Impagliazzo: i venti di guerra seguono logiche obsolete

Dalla presidenza della Comunità di Sant’Egidio, Marco Impagliazzo torna con la memoria a quella storica firma di tre anni fa ad Abu Dhabi e parla della sua estrema attualità e del suo carattere profetico, nonostante in mezzo ci sia stata la pandemia.

Ascolta l’intervista con Marco Impagliazzo

Come è fecondato questo gesto nel mondo cattolico e musulmano? “Nei dolori della storia, ci porta anche a vederla in una luce molto positiva: solo nella fraternità troveremo risposta ai problemi di oggi e di domani”, dice precisando che quel testo ha cambiato profondamente i rapporti tra le due religioni. Allude per esempio al viaggio apostolico in Iraq, che ha contemplato anche l’incontro con Al-Sistani a Najaf. Impagliazzo è convinto che si stia allargando l’amicizia tra l’islam in tutte le sue componenti e la Chiesa cattolica. “Credo che Francesco, come mai era accaduto prima, ha creato nuove premesse per il dialogo tra le due fedi”, approfondendo ciò che già il Concilio aveva innescato. Guardando ai venti di guerra alle porte dell’Europa, ribadisce che il dialogo è l’unica risposta “per evitare un conflitto che segue logiche obsolete”. E aggiunge il dispiacere per il fatto che ucraini e russi ne facciano le spese, “popoli profondamente cristiani”.

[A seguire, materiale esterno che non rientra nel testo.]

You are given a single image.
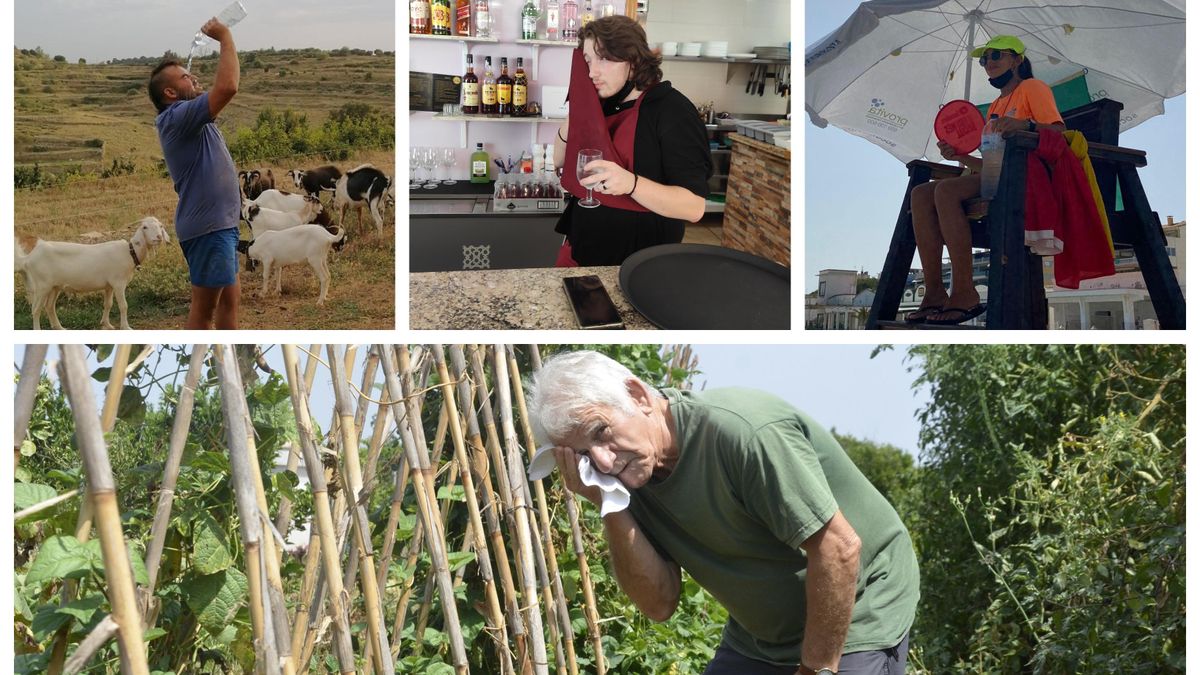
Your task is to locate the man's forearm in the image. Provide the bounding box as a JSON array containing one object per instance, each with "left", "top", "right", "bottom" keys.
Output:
[
  {"left": 800, "top": 538, "right": 858, "bottom": 669},
  {"left": 604, "top": 510, "right": 681, "bottom": 621},
  {"left": 212, "top": 34, "right": 241, "bottom": 92}
]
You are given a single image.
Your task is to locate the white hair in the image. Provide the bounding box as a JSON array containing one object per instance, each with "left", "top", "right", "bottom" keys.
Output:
[{"left": 526, "top": 351, "right": 664, "bottom": 443}]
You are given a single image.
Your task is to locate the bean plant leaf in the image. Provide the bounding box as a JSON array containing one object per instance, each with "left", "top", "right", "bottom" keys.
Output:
[
  {"left": 25, "top": 534, "right": 92, "bottom": 584},
  {"left": 30, "top": 602, "right": 71, "bottom": 640},
  {"left": 180, "top": 567, "right": 248, "bottom": 635},
  {"left": 12, "top": 480, "right": 59, "bottom": 510},
  {"left": 56, "top": 593, "right": 104, "bottom": 623},
  {"left": 192, "top": 513, "right": 233, "bottom": 574},
  {"left": 446, "top": 551, "right": 475, "bottom": 572}
]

Il dialogo tra le fedi non è sincretismo

Sul concetto di cittadinanza, una novità essenziale contenuta nel Documento – per cui viene sancito che gli individui hanno diritti non perché appartengono a gruppi ma perché sono cittadini -, Impagliazzo afferma: “E’ dai tempi della Rivoluzione francese che ci battiamo per affermare questo concetto di cittadinanza e non di sudditanza. Le persone che vivono e lavorano in queste aree del mondo devono essere riconosciute tali per la loro stessa presenza”. E conclude elogiando ancora una volta come sia stato ‘potente’ il segnale di questo Pontefice, “entrato egli stesso in prima persona nella scena di questo discorso, senza delegare ad un ufficio o ad altri. Si è esposto e ciò significa che per la Chiesa il tema del dialogo è veramente centrale”. E chi nutre timori di sincretismo, non abbia paura: “più si approfondisce la propria identità, più si entra in dialogo con gli altri, anzi è proprio l’incontro con l’altro che mi fa capire meglio chi sono io”.